そして、浴槽でゆっくり風呂に漬かる文化。疲れを癒すために湯船にゆっくり漬かる行為は、科学的にも合理的であると思われる。欧米には大浴場はない。また、煎茶を飲む文化も、医学的に健康と深い関わりがあると言われる。合理的で、マーケットに馴染むものである。相撲や柔道も、商業ベースに乗っており、非常にマーケットに馴染んでいる。
しかし、東京を普通に歩いていて、マーケットに馴染まない日本古来の文化を見つけるのは難しい。確かに、日本古来の寺や神社がある。しかしこれは、死にかけた文化である。日々の生活に根付いたものこそ、本来的な意味での文化だ。保護の対象となった時点で、それは死に始めた文化である。過去の死滅した文化など、博物館や歴史の教科書でいくらでも見ることができる。特別に税制の優遇などで保護していなければ、日本中のいくつの寺社が残っているだろうか。

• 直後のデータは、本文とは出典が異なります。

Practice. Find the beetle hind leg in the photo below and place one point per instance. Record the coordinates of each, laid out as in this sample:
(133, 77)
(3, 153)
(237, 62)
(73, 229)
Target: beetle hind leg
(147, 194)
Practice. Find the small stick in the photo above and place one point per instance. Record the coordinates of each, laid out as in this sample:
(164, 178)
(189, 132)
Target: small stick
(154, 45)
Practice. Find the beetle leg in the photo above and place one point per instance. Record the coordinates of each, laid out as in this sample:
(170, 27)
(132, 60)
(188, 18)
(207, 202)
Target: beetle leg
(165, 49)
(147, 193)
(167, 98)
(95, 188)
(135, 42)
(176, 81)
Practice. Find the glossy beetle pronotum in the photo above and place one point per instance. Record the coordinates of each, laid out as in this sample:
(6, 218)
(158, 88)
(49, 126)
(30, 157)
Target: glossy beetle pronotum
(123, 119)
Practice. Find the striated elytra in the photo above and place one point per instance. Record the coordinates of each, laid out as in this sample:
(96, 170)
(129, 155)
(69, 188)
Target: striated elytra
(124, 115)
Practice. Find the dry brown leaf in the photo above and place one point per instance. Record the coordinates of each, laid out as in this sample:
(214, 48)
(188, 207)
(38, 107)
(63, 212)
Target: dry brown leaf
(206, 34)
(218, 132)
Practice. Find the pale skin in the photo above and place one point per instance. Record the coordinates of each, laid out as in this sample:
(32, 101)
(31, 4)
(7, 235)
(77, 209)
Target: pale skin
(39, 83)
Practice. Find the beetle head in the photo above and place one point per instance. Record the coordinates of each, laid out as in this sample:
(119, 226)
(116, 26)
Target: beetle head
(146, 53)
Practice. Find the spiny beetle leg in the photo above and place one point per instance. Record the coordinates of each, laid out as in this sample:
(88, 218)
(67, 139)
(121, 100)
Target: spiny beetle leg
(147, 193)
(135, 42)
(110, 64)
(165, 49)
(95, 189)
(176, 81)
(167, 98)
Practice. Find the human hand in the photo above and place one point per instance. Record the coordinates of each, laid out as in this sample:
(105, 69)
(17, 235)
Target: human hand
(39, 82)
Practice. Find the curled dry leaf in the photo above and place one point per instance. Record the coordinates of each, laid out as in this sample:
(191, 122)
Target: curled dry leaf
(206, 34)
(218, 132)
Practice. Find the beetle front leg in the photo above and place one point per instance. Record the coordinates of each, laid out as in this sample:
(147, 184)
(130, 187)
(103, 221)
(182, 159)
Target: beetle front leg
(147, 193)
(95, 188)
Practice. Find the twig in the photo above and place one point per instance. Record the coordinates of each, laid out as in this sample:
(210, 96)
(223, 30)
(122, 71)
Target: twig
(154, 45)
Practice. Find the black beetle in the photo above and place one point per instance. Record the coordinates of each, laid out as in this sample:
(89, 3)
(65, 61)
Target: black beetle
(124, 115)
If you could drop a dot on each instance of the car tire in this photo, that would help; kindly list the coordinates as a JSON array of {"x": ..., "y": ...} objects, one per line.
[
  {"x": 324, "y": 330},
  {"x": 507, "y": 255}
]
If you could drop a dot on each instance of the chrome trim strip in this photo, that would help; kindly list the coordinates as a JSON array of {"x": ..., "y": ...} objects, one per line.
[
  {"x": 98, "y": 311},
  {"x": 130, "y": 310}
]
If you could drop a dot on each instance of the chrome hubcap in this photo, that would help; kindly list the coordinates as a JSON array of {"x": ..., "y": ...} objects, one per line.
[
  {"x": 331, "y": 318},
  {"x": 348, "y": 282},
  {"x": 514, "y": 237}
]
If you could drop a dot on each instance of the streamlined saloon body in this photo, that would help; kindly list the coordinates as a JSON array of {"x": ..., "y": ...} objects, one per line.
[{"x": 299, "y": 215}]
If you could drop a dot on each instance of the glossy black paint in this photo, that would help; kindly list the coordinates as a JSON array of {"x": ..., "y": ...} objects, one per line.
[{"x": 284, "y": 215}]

マーケットに馴染まない伝統文化は、当然のごとく廃れていく。相対的にシェアは低くなり、もはや生きた文化とは呼べなくなる。そして、保護を受けないと存続できないような「過去の文化」となってしまう。シェアを伸ばすのは、市場原理に馴染むもの、たとえば、日本で言えば、電車の中や空港でいい年をしたサラリーマンが漫画を読んでいる風景などだ。 乱立したビル群、車や電車、電化製品、などなど、文明化が進んだ東京では、日本固有の伝統的な文化を見つけるのは難しい。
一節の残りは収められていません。